I'm the FOURTH! I love the AppleWorks spreadsheet, database, and WP modules. However, for quick, intuitive and accurate creation of various graphics, such as business forms, text boxes for use in mats, pricing signage, etc., I use (don't laugh) Aldus Superpaint 3.5. I must be the only person in the country who still uses this ancient but excellent program.
:cool: Rick
Hi All,

Thanks for the comments. To be honest I really feel that we should charge by the lite. I was wondering how the software companies figured the prices for glazing. If they don't allow you to set your prices by the lite, my next question would be why not? I would want that choice because I really want my pricing to be fair to myself first and then to my customer.

When I first started framing I had a little time between customers so, I started figuring what would be the most possible waste I could be stuck with for a sheet of 32 x 40 mat bd. I figured that it would be possible to have about 63% waste. I figured that if a customer would require a mat 25 x 33 there would be 7 inches of waste in both directions. I used the 7 inches of waste because it has been my experience that very few customers were requesting a mat less than seven inches one direction. So that would be 7 x 40 = 280 sq. inches and 7 x 25 = 175. I then figured what the fall out would be for a 3 inch mat from the 25 X 33 mat 19 x 27 and then I supposed that the next request for that color would involve waste of 7 inches both directions leaving a mat 12 x 20. Again 7 x 19 = 133 sq. inches and 7 x 20 = 140 inches waste. The fall out for the 12 by 20 would be 84 sq, inches of waste. The grand total of waste could be 812 sq, inches.

After that anal exercise I started noticing all of the 6 by and 7 by strips of glass by the glass cutter. You know the ones that are being saved in hopes of a surge of mini framing jobs.

The more glass sizes we carry the smaller the waste to the customer. Unfortunately the premium glazing only comes in larger sizes and we will have more of those 6 and 7-inch strips. I prefer to charge for them.

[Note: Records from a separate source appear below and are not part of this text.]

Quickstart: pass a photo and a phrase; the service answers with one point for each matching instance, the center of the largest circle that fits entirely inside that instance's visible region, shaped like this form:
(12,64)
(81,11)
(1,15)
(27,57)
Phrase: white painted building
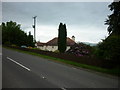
(52,44)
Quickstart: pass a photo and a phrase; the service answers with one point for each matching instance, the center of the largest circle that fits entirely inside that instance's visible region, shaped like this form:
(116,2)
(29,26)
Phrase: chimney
(73,38)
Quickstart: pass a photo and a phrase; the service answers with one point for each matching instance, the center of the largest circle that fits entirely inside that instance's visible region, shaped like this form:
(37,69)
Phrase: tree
(114,19)
(12,34)
(109,48)
(62,36)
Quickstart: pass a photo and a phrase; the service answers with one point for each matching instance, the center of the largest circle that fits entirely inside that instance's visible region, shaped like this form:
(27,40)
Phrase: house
(53,46)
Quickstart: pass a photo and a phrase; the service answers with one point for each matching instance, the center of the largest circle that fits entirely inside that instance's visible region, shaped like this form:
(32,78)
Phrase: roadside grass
(115,71)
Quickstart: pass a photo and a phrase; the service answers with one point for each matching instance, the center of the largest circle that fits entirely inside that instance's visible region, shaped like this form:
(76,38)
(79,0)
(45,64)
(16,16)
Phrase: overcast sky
(84,20)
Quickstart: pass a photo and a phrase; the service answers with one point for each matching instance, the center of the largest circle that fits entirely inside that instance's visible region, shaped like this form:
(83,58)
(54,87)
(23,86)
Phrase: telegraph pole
(34,26)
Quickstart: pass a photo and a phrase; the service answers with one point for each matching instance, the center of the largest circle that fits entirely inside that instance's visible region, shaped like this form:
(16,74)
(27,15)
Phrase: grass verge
(114,72)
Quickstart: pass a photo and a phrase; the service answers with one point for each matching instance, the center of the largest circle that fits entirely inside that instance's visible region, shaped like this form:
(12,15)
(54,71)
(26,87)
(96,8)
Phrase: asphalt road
(21,70)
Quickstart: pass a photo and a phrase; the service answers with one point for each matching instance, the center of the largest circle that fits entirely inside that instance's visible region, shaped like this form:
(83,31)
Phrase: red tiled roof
(40,44)
(54,42)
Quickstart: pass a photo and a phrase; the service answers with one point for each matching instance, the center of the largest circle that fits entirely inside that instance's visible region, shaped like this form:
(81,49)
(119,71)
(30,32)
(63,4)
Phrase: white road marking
(18,64)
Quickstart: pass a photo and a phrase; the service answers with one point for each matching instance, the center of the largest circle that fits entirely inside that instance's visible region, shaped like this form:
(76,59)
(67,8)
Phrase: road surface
(27,71)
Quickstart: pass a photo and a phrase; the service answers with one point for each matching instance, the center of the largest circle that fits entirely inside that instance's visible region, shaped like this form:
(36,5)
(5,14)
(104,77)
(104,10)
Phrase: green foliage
(12,34)
(62,36)
(110,48)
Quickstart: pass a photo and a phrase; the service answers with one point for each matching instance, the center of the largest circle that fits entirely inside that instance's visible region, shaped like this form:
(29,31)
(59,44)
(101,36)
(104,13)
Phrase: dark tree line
(12,34)
(62,37)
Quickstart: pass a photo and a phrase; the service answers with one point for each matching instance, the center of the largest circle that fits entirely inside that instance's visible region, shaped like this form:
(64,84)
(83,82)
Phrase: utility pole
(34,26)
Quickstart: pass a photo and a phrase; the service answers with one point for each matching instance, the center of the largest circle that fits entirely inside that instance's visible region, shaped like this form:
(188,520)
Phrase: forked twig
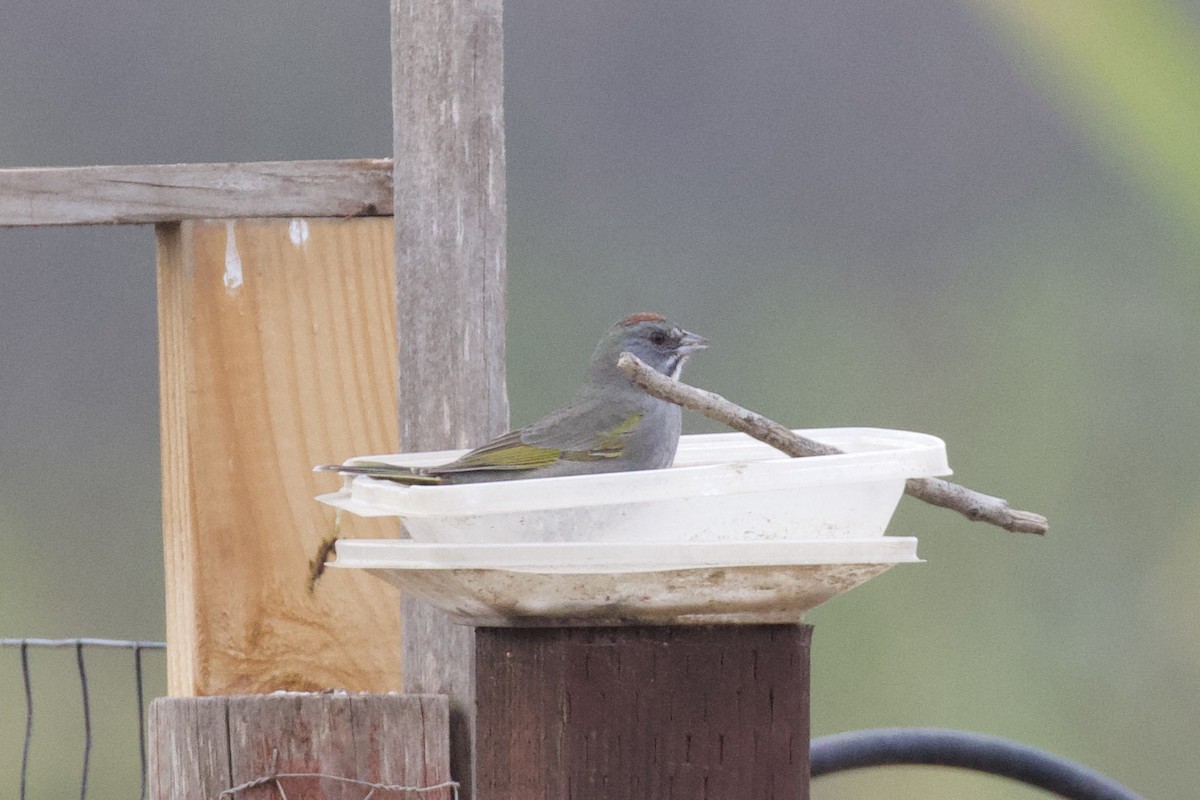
(971,504)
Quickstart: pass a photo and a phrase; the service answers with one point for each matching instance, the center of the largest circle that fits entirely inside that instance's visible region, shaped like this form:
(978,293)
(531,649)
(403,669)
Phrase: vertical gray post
(448,106)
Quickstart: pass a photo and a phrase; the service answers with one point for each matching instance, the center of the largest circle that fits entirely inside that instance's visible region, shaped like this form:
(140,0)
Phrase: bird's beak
(691,343)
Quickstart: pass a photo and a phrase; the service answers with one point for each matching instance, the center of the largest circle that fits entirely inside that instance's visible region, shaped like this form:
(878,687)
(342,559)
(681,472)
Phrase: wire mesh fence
(42,686)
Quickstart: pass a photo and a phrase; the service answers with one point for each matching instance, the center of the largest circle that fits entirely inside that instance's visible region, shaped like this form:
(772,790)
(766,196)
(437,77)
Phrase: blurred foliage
(976,220)
(1126,76)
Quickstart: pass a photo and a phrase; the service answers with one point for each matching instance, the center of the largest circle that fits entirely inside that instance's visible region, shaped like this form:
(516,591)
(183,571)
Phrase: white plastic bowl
(723,487)
(627,583)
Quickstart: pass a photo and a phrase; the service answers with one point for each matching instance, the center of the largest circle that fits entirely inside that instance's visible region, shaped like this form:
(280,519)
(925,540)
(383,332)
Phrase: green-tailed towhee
(611,426)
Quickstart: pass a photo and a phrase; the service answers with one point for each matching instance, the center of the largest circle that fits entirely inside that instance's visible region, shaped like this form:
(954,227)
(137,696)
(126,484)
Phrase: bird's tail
(381,470)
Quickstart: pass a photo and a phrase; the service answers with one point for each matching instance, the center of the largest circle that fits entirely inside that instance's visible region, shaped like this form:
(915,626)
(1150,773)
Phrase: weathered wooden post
(448,101)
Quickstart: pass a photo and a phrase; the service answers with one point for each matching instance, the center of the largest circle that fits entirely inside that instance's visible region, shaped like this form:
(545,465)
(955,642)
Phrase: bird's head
(659,343)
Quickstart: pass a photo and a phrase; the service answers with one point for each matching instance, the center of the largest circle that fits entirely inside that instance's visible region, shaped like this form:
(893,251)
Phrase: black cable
(87,722)
(142,717)
(972,751)
(29,717)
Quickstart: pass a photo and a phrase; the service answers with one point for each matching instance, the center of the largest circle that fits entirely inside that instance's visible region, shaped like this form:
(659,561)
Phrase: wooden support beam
(151,193)
(634,713)
(448,103)
(201,747)
(277,352)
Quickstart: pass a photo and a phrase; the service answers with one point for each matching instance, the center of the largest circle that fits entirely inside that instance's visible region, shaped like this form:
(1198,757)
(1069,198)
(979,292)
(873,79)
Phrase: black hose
(972,751)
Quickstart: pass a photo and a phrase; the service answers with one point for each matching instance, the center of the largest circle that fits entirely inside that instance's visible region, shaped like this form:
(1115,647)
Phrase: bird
(611,425)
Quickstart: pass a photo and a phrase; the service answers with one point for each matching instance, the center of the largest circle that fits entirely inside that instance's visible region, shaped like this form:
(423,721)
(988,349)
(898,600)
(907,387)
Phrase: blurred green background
(978,220)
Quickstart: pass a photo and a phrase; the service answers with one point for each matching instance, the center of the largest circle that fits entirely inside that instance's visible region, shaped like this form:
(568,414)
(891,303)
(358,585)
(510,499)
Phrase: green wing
(532,449)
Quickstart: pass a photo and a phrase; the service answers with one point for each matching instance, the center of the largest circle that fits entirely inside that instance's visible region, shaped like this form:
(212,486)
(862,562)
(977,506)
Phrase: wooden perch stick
(971,504)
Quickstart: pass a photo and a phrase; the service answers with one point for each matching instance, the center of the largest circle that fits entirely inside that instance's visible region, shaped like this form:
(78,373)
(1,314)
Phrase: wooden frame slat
(153,193)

Mitch, I'll take a stab at this.

I think all software should price considering a few specific factors. That is Cost, Markup, Waist, and Add-on.

I think Bob is right when he suggests that anytime we try to narrow our margins down too close, we will usually short change ourselves.

Consider those four factors above. You take your Cost and apply a Markup. That sounds great but leaves a problem, waist. So lets say you add 20% to your Cost x Markup. Now you have your asking price with plenty to cover typical waist.

Now you have another problem. What about that 32x40 lite of Museum glass you had to buy just to cut an 11x14? Your Cost x Markup x 20% still doesn't even cover your cost. In other words you just sold a premium product and lost money.

The only way to fix this final problem is to have an Add-on. Every product has an Add-on of exactly my cost. In the case of museum glass my Add-on is $95. So if you buy a 2"x2" square of glass its going to cost you a minimum of about $98.

Look at your pricing. Do you make money if you have to order a lite of museum glass for a 2"x2" square?

This post so far has dealt with one glass size specifically. Lets consider a product like CC with all the standard sizes.

From the size 32x40 to 22x28 there is less than $6 difference between lites. If you’re talking about $30+ pieces of glass, will the customer walk over $6?

Admittedly glass is a bit more confusing because of the size choices we have. However with an Add-on you are sure to cover your cost exactly on every product. I don't see how you can accurately price without those four categories regardless of the glass size you buy or how much of a board you use.

I’m no pricing expert but this is the only method that makes sense to me.